Table of Contents

Class CookDistanceFitDetectorOptions

Namespace
AiDotNet.Models.Options
Assembly
AiDotNet.dll

Configuration options for the Cook's Distance fit detector, which helps identify influential data points and detect potential overfitting or underfitting in regression models.

public class CookDistanceFitDetectorOptions
Inheritance
CookDistanceFitDetectorOptions
Inherited Members

Remarks

Cook's Distance is a statistical measure that identifies how much influence each data point has on a regression model. Points with high Cook's Distance values have a disproportionate effect on the model's predictions and parameters. This detector analyzes the distribution of Cook's Distance values across your dataset to identify potential fitting problems.

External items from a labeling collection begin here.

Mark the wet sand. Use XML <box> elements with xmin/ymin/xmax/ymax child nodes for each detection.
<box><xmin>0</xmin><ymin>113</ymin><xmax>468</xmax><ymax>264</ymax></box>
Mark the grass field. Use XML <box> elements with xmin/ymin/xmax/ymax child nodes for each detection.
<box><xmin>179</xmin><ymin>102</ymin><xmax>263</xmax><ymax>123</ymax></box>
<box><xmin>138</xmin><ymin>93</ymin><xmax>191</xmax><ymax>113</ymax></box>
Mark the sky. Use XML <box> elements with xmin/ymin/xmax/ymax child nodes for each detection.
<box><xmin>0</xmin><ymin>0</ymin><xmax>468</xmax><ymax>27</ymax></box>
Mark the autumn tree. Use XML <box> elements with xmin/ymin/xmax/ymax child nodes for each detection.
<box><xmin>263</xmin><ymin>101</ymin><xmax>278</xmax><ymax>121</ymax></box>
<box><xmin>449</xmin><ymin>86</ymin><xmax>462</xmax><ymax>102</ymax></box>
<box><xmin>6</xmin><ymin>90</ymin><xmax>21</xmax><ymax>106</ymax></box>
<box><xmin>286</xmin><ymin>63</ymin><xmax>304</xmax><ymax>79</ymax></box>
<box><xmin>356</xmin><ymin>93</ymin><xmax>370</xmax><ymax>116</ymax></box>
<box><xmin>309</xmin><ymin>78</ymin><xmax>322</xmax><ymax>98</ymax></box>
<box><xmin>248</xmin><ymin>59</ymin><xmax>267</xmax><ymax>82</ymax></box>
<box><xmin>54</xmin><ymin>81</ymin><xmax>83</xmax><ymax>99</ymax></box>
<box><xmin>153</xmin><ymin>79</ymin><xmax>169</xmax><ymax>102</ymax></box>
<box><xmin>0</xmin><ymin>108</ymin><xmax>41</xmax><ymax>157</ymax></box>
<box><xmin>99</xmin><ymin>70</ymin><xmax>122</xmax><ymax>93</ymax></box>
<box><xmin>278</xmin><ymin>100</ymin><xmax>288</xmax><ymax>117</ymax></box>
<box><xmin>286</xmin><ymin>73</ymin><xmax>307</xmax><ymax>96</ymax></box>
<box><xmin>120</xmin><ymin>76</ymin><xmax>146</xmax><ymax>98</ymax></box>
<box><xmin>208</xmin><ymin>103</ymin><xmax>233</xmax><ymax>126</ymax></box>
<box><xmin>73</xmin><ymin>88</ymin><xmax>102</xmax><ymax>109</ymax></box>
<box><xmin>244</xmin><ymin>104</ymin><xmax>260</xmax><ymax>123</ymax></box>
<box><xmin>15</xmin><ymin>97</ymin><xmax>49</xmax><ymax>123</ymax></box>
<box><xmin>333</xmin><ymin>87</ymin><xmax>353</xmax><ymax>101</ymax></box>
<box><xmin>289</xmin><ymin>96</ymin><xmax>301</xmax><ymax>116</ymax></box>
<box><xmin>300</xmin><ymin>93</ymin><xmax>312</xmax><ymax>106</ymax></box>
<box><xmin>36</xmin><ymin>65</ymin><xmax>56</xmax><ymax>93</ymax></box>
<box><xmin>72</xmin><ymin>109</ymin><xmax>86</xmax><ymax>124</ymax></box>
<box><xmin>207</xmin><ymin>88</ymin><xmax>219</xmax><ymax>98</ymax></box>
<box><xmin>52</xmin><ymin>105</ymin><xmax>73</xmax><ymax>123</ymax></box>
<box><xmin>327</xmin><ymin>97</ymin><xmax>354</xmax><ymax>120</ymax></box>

For Beginners: Imagine you're trying to draw a straight line through a set of points. Some points might have a big effect on where you place that line - if you removed them, the line would move significantly. These are called "influential points." Cook's Distance measures how influential each point is. This detector looks at all your data points and checks if too many (or too few) are highly influential, which could indicate problems with how well your model fits the data. If many points are influential, your model might be too simple (underfitting). If very few points are influential, your model might be too complex (overfitting).

Properties

InfluentialThreshold

Gets or sets the threshold for determining when a data point is considered influential.

public double InfluentialThreshold { get; set; }

Property Value

double

The influential threshold, defaulting to 0.04 (4/100).

Remarks

Cook's Distance values above this threshold indicate that a data point has significant influence on the model. The traditional rule of thumb is to use 4/n, where n is the sample size. The default value of 0.04 is appropriate for datasets with around 100 observations.

For Beginners: This setting determines when a data point is considered "influential" enough to potentially affect your model's accuracy. The default value (0.04) works well for most datasets with around 100 data points. For larger datasets, you might want to use a smaller value (like 0.01 for 400 data points), and for smaller datasets, a larger value (like 0.1 for 40 data points). The general formula is 4 divided by the number of data points you have. Points with influence above this threshold might be outliers or important edge cases in your data.

OverfitThreshold

Gets or sets the threshold for the proportion of influential points that suggests overfitting.

public double OverfitThreshold { get; set; }

Property Value

double

The overfit threshold as a proportion, defaulting to 0.1 (10%).

Remarks

If the proportion of data points with Cook's Distance values above the InfluentialThreshold exceeds this value, the model may be overfitting the data. Overfitting occurs when a model learns the training data too well, including its noise and outliers, resulting in poor generalization to new data.

For Beginners: This setting helps detect if your model is "overfitting" - meaning it's too complex and is essentially memorizing your training data rather than learning general patterns. The default value (0.1 or 10%) means that if more than 10% of your data points are highly influential, your model might be overfitting. This could happen if you're using too many features or a model that's too complex for your data. Overfitting models perform well on training data but poorly on new data they haven't seen before.

UnderfitThreshold

Gets or sets the threshold for the proportion of influential points that suggests underfitting.

public double UnderfitThreshold { get; set; }

Property Value

double

The underfit threshold as a proportion, defaulting to 0.01 (1%).

Remarks

If the proportion of data points with Cook's Distance values above the InfluentialThreshold is below this value, the model may be underfitting the data. Underfitting occurs when a model is too simple to capture the underlying patterns in the data, resulting in poor performance on both training and new data.

For Beginners: This setting helps detect if your model is "underfitting" - meaning it's too simple and isn't capturing important patterns in your data. The default value (0.01 or 1%) means that if fewer than 1% of your data points are highly influential, your model might be underfitting. This could happen if you're using too few features or a model that's too simple. Underfitting models perform poorly on both training data and new data because they haven't learned the important relationships in the data.